Questions of efficiency

Building on this experience, the team has begun studying the double fertilization process of Arabidopsis, a widely studied plant species having reproductive equipment buried within the structure of the pistil. Using live cell imaging, the team managed for the first time to distinguish between the two sperm cells that are injected into an embryo sac in real time. They are now using the technique to try and determine whether the roles of the sperm cells--fertilization and endosperm creation--are pre-assigned to individual sperm cells. "Reproduction in flowering plants is very efficient and we want to use our techniques to answer fundamental questions about these processes, such as why each pollen tube is guided directly to only one of the fifty or so egg cells contained in the pistil," comments Higashiyama. Beyond this, his ambition is to examine mechanisms of organ formation by visualizing other important signaling molecules such as auxin, an important plant hormone, and morphogens associated with the growth of animal embryos.
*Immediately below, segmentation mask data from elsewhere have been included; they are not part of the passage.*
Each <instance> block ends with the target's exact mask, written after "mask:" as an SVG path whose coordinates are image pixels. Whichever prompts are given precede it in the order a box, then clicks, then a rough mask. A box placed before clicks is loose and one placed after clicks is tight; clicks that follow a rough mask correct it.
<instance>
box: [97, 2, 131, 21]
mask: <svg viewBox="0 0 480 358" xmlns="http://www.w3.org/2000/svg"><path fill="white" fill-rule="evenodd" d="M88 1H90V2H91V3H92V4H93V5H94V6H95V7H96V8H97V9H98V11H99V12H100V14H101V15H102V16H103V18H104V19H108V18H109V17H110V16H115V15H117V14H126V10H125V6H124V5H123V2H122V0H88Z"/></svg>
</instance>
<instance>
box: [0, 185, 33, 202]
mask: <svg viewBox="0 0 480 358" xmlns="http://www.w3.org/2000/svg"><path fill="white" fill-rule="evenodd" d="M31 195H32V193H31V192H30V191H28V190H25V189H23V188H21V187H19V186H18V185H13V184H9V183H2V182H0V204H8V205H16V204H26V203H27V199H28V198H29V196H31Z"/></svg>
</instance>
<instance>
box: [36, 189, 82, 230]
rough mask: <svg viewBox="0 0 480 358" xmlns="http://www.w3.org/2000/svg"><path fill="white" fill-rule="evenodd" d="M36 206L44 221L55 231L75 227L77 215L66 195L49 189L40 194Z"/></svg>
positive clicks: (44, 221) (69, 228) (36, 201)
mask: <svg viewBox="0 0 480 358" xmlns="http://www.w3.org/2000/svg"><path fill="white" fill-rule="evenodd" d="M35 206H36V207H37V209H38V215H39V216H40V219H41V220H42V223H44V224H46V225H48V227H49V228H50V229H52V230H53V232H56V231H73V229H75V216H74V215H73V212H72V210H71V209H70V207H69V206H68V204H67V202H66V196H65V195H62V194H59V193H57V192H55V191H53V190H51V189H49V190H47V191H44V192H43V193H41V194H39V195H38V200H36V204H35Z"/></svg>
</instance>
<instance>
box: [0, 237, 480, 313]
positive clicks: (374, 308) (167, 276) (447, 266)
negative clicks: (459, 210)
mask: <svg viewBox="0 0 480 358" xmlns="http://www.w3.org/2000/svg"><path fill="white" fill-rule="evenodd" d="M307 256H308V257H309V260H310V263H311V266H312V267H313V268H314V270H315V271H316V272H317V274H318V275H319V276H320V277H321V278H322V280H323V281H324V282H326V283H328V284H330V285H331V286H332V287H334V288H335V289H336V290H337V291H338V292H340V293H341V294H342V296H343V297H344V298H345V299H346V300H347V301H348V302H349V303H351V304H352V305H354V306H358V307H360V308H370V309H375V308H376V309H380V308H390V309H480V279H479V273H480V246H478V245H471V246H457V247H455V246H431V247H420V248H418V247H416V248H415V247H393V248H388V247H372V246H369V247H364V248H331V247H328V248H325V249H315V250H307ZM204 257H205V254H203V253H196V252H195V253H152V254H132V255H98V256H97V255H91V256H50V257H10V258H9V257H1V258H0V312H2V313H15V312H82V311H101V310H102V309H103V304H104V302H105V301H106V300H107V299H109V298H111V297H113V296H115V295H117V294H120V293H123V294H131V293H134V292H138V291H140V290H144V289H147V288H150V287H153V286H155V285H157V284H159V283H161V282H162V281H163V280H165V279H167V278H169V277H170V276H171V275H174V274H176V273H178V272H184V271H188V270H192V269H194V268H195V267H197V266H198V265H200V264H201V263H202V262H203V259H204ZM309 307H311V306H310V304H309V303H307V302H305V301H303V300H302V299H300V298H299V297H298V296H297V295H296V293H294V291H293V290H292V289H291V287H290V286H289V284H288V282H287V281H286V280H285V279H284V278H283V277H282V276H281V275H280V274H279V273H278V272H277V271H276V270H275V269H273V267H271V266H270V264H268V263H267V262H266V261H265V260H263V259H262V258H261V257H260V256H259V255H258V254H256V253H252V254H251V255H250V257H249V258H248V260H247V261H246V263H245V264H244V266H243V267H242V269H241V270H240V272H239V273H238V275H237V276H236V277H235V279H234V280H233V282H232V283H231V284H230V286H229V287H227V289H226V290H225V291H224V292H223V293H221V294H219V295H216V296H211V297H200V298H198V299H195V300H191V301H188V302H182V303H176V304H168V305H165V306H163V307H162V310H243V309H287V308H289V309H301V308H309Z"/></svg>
This has the promise of providing clues to answering fundamental questions such as how organ size is regulated in living systems. "We need to develop more sophisticated and better techniques to examine the effect of signaling molecules in plant tissues. The invention of new visualization and manipulation techniques would be a breakthrough for many fields of both plant and animal biology. Realizing this will be a key aim of our ERATO project," he says.